John Calvin Commentary


John Calvin Commentary
"For we have heard how Jehovah dried up the water of the Red Sea before you, when ye came out of Egypt; and what ye did unto the two kings of the Amorites, that were beyond the Jordan, unto Sihon and to Og, whom ye utterly destroyed." — Joshua 2:10 (ASV)
For we have heard how, etc. She mentions, as the special cause of consternation, that the widespread rumor of miracles, previously without example, had impressed it on the minds of all that God was warring for the Israelites. For it was impossible to doubt that the way through the Red Sea had been miraculously opened up, as the water would never have changed its nature and become piled up in solid heaps if God, the author of nature, had not so ordered. The transmutation of the element, therefore, plainly showed that God was on the side of the people, to whom he had given a dry passage through the depths of the sea.
The signal victories also gained over Og and Bashan were justly regarded as testimonies of divine favor toward the Israelites. This latter conclusion, indeed, rested only on conjecture, whereas the passage of the sea was a full and indisputable proof, as much so as if God had stretched out his hand from heaven. All minds, therefore, were seized with a conviction that in the expedition of the Israelite people God was the principal leader; hence their terror and consternation. At the same time, it is probable that they were deceived by some vain imagination that the God of Israel had proved superior in the contest to the gods of Egypt; just as the poets depict that every god has taken some nation or other under his protection, wars with others, and that so conflicts take place among the gods themselves while they are protecting their favorites.

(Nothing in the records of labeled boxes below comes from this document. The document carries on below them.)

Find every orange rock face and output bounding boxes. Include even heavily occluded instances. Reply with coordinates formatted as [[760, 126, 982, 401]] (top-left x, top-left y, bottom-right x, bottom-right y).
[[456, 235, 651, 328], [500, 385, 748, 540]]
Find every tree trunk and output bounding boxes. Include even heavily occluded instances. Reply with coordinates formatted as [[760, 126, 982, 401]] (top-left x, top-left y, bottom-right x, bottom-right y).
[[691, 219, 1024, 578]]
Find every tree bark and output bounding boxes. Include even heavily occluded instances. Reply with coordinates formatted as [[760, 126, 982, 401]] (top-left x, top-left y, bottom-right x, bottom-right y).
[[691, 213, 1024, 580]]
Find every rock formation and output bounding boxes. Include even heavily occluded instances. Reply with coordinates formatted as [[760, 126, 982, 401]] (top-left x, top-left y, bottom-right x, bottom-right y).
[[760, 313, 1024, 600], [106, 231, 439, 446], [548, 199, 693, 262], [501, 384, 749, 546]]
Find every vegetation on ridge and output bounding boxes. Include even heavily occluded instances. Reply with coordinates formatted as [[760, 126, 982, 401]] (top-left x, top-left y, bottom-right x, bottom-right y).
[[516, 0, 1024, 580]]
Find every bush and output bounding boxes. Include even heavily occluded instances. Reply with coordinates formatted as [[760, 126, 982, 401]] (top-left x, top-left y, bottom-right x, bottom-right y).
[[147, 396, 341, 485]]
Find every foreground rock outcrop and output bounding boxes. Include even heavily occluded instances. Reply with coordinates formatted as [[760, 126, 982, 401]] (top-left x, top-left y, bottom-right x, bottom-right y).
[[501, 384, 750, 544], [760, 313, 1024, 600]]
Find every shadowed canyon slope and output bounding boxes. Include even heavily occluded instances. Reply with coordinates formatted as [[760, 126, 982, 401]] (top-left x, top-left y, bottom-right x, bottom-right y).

But the faith of Rahab takes a higher flight, as she ascribes supreme power and eternity to the God of Israel alone. These are the true attributes of Jehovah. She does not dream, according to the common notion, that some one, out of a crowd of deities, is giving his assistance to the Israelites; but she acknowledges that He whose favor they were known to possess is the true and only God. We see, then, how in a case where all received the same information, she, in the application of it, went far beyond her countrymen.